- Born: Albert Clarence Hunt July 30, 1888 Clarksville, Arkansas, US
- Died: August 26, 1956 (aged 68) Oklahoma City, Oklahoma, US
- Occupations: Attorney, judge
- Years active: 1909-1956
- Known for: Only Oklahoma Supreme Court Justice to serve from 2 different Supreme Court Districts

= Albert C. Hunt =

American judge (1888–1956)

Albert C. Hunt (1888–1956) was an American lawyer and judge. He was the only person to serve on the Oklahoma Supreme Court from two different districts.

==Early life==
Hunt was born to William T. and Mattie Rose Hunt in Clarksville, Arkansas, on July 30, 1888. He and his parents moved to Wagoner, Cherokee Nation, Indian Territory (now Oklahoma) in 1895.

He graduated from Missouri Military Academy in Mexico, Missouri, in 1906, then attended Vanderbilt University, where he received an LLB law degree in 1909. In the same year, he was admitted to the Oklahoma Bar, and began practicing law in Wagoner. He served as the Wagoner City Attorney from 1909 to 1915, then moved to Tulsa, Oklahoma in 1917.

On November 24, 1914, he married Essie Joel Hayden of Chouteau, Oklahoma. The couple had three children: Elizabeth Hayden, Albert C., and John W. Hunt.

==Career==
Hunt began practicing law in 1909 in Wagoner. He served 6 years as the Wagoner city attorney, after which he entered private practice. In 1921, he left private practice to serve as a district judge of the 21st Judicial District of Oklahoma from 1921 to 1925, when he was appointed to the position by Oklahoma Governor James B. A. Robertson. He was elected to the Oklahoma Supreme Court from the Tulsa District, serving from 1925 to 1931. After finishing his last term on the court, the family moved to Oklahoma City, where he opened his own law practice. (Note: An article about the award named for Justice Hunt said that in 1931, Justice Hunt went into a law practice with his father, W. T, Hunt.) He remained in private practice for ten years, until 1941, when Governor Leon C. Phillips appointed Hunt to be district judge of the 7th Judicial District in 1941, where he served by 5 years. During this period he was also chairman of the State Election Board of Oklahoma.

After Supreme Court Justice Ben Arnold of the Oklahoma City Supreme Court District, died in 1946, then-governor Raymond Gary appointed Hunt to fill the resulting vacancy.
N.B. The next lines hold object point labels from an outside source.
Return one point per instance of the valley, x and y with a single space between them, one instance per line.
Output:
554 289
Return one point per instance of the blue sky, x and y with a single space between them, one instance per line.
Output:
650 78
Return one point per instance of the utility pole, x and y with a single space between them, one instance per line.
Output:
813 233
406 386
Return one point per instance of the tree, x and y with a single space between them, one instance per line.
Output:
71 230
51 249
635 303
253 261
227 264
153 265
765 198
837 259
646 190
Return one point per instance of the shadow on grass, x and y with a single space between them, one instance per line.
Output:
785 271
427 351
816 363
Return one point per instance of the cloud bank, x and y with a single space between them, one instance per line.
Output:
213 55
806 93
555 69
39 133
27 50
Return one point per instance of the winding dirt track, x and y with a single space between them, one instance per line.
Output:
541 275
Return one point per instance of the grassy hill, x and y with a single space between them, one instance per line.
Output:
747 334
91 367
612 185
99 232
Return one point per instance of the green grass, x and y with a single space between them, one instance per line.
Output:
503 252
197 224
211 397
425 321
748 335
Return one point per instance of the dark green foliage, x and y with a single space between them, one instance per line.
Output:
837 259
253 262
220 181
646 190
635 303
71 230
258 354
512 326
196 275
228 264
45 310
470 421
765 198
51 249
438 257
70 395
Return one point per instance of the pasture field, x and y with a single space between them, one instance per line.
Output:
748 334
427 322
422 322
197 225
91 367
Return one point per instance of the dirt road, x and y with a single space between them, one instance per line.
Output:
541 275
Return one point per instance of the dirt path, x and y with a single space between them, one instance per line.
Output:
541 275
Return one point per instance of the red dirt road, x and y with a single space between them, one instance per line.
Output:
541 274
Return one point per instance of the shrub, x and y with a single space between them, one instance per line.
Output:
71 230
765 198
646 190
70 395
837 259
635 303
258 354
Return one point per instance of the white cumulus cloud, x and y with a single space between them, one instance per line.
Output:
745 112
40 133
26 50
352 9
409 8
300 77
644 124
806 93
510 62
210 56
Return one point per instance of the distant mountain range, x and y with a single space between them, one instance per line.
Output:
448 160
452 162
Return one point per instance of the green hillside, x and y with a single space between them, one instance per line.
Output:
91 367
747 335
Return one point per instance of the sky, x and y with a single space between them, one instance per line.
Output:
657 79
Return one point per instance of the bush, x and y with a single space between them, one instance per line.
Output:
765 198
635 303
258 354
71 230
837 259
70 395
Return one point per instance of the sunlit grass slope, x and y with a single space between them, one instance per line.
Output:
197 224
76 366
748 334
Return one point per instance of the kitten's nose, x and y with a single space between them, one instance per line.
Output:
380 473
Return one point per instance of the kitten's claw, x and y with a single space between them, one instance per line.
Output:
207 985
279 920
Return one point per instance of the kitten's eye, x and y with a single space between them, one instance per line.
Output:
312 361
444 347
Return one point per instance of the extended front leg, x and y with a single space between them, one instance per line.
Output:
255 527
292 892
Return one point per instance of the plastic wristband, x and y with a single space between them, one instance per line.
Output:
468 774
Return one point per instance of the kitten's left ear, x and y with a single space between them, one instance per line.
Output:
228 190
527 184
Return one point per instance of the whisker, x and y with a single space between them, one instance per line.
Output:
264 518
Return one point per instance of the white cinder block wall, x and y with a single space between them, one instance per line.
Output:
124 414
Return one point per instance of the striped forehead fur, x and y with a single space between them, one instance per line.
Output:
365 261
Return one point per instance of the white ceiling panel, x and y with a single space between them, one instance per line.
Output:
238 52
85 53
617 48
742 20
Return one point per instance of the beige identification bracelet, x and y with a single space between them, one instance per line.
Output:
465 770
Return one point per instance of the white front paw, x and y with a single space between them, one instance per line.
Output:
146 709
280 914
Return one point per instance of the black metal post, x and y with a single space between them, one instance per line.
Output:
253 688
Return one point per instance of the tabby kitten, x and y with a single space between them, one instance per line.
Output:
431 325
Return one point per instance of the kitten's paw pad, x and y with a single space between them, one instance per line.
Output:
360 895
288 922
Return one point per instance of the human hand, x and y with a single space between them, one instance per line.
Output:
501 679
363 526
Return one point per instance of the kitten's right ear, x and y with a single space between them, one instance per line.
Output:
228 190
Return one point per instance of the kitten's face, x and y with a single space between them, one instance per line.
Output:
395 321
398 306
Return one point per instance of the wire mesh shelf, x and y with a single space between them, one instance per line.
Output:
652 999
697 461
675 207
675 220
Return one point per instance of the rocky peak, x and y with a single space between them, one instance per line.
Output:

According to his obituary, "Justice Hunt had the unusual distinction of having served as District Judge from two separate district court jurisdictions as well as from two separate Supreme Court districts of Oklahoma." Justice Hunt died in Oklahoma City on August 26, 1956.

==Capitol art donation==
Hunt and Cason commissioned a bronze statue from artist Constance Whitney Warren that would be displayed on the grounds of the Oklahoma State Capitol. The statue, depicting a cowboy riding a bucking bronco, was titled "Tribute to the Range Riders". It was scheduled to be dedicated on May 30, 1930, by Governor William J. Holloway and Hunt. The dedication was postponed, reportedly because Will Rogers could not attend. (Note: However, Holloway's predecessor, former Governor William H. Murray, was known to hate Rogers' political support of Franklin Delano Roosevelt. Murray ordered the statue covered by a tarpaulin.) The dedication was finally performed by Governor Raymond Gary on November 14, 1957.

==Other activities==
- President of the Oklahoma Conference of District Judges, 1948–49;
- Member of the Judicial Council of Oklahoma, 1944 until his death;
- Member of the American Bar Association;
- Member of the executive board of the Boy Scouts of America for 20 years;
- Headed the Last Frontier Council of the Boy Scouts of America in 1947 and 1948;
- Member of Phi Delta Phi, honorary legal fraternity;
- Life member of the Oklahoma Historical Society.

==Legacy==
The Albert C. Hunt Excellence in Clinical Advocacy Award at the University of Oklahoma School of Law is endowed by Hunt's family. The award was originally named the Albert C. Hunt Practice Court Award and the name was changed in 2007. The award is given to the practice court firm that has "...demonstrated the most careful and thorough preparation for the trial of their case in the practice court class/courtroom." Two students are recommended by the Legal Clinic faculty at the law school and selected by the director of the Legal Clinic. Winners are determined based on their demonstrated ability to:

- effectively use factual and legal analysis to identify, diagnose, and address problems in terms of client objectives;
- generate strategies to achieve those objectives;
- effectively present the most favorable case for the client; and
- achieve a favorable resolution, either through direct negotiation, mediation, or litigation in a significant case.